Goodbye Coach Garry
I think there is no American institution that shows what this country is all about quite like the small town funeral. When someone in a small community passes, the funeral home becomes more than a place where a memorial service takes place. It becomes a meeting place, a place to share memories and a place where old friends are reunited – of course not under the best of circumstances.
Such was the scene at s funeral home in McDonald, Pennsylvania. Located in Washington county, McDonald is a small, rural community whose residents have lived there for generations. In this little community, Jim Garry coached high school for more than four decades. In small-town America, the football coach is second only to the mayor in terms of recognition – and sometimes overall importance. But Jim Garry was more than a football coach, he was a developer of young boys into men.
He coached at Fort Cherry high school – a small school in the smallest of classifications. All he did during his tenure was win 265 games and twice take his Fort Cherry Ranger team to the finals. He produced one WPIAL rushing champion and two NFL head coaches – Marvin Lewis and Marty Schottenheimer. But, once again, it’s how he molded young men during a turning point in their lives that will be his legacy. A legacy that was fully written upon his death at age 80.
I did not know coach Garry well, but I was treated to his kindness very early in my career as a sports anchor in Pittsburgh. During a story about a gambling scandal at Boston College, he was only to happy to talk to me and give me some very key quotes regarding one of the young men involved – a young man who he had coached. One of the few young men he coached that made a bad decision. It was a little thing, but it stuck with me and over the years I would do stories on the team and he would always take time to talk with me .. even allowing me over to his house one time for a discussion.
I went to his wake last week. There, I encountered a filled to overflowing funeral home. It was filled with flowers and well wishers and former players. Players who had not seen their coach in years and teammates who had not seen one another in decades. They shared stories of the man and stories about one another and their days on the football field. Leave it to coach Garry to bring back long lost friends and put smiles on their faces .. even in a time of grief.

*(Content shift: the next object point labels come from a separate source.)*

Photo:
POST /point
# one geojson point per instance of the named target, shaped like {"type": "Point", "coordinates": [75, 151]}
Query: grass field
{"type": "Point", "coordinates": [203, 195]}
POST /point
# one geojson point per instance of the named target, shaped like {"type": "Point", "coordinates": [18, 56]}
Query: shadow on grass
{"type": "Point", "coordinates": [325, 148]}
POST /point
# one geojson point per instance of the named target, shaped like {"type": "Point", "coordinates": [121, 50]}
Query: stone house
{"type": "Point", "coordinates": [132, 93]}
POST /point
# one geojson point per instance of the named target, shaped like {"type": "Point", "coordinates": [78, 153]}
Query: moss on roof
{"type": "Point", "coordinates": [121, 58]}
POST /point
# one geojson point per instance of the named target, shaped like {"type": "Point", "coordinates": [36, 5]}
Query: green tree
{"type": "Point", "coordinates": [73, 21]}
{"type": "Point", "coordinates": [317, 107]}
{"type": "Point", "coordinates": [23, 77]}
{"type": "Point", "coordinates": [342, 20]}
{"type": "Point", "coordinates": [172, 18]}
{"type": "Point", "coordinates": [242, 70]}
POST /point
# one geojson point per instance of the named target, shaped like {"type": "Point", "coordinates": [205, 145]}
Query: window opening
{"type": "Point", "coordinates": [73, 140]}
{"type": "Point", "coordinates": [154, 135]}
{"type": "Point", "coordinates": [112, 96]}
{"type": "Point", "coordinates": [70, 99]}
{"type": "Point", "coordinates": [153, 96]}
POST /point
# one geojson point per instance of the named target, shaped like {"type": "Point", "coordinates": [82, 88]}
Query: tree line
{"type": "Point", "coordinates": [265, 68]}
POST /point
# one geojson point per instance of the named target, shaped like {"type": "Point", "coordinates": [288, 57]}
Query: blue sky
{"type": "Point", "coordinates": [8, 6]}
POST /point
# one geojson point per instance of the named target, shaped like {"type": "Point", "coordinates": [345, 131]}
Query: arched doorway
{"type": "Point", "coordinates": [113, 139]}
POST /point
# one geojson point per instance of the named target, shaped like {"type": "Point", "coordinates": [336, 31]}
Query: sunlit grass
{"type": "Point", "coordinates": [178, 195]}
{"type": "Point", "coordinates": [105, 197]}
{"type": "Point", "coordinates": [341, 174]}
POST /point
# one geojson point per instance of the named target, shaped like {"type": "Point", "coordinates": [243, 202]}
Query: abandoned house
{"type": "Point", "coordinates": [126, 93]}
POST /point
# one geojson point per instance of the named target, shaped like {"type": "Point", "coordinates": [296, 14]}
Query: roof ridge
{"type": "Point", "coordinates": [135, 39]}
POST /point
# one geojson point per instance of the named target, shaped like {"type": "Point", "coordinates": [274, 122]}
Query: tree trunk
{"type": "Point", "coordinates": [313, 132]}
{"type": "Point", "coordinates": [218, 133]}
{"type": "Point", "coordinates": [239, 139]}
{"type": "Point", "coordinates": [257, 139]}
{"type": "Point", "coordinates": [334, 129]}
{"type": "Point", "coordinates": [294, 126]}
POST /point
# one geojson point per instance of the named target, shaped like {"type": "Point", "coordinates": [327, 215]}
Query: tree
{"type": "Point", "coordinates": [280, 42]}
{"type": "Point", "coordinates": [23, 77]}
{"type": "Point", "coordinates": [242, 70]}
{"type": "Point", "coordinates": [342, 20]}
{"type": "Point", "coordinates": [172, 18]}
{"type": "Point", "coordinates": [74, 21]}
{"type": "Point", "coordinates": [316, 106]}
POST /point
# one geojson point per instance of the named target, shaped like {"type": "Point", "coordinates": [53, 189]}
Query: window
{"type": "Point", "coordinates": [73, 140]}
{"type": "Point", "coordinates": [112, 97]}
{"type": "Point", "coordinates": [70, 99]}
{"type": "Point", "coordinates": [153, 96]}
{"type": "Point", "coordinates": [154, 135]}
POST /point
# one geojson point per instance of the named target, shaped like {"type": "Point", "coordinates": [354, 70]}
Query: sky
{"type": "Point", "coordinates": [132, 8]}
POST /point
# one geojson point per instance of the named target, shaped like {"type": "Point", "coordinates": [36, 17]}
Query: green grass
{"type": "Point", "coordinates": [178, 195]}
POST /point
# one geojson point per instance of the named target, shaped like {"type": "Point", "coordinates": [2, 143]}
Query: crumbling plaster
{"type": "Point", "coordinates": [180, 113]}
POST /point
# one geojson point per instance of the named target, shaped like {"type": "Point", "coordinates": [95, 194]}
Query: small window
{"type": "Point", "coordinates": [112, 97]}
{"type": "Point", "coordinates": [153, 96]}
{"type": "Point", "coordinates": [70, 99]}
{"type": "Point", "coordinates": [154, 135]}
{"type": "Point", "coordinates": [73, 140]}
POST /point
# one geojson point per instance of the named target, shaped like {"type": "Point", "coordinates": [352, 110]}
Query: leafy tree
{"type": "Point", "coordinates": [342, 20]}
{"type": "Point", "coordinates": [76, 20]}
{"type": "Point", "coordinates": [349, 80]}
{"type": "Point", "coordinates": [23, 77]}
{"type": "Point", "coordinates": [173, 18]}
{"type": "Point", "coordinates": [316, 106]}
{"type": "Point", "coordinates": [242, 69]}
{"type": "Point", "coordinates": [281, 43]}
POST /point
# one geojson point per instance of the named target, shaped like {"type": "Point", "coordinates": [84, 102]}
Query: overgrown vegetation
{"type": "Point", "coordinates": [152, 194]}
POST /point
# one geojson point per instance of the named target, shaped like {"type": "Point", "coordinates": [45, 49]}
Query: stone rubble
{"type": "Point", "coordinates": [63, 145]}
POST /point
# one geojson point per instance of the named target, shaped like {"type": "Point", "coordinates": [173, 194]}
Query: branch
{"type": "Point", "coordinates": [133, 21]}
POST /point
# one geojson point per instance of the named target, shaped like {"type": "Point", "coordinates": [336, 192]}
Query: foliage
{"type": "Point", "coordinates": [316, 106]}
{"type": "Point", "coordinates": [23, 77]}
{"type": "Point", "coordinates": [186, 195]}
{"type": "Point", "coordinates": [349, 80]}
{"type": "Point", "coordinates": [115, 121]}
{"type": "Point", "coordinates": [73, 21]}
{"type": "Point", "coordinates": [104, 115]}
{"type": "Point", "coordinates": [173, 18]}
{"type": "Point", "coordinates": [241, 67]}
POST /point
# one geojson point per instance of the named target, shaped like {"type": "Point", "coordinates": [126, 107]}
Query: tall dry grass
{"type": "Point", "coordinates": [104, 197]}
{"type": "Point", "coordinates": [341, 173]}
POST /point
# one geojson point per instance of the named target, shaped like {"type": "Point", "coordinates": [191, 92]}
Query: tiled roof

Someone once told me that the true mark of a man is how many friends he has to carry his casket to its final resting place. Judging by the turnout at the funeral home and the love of the people inside, coach Garry’s casket didn’t need to be driven to the cemetery. It could have been passed along a line of former players, stretching from the funeral home to the grave site.
Goodbye Coach Garry. You will be missed — by not only your players but also your community.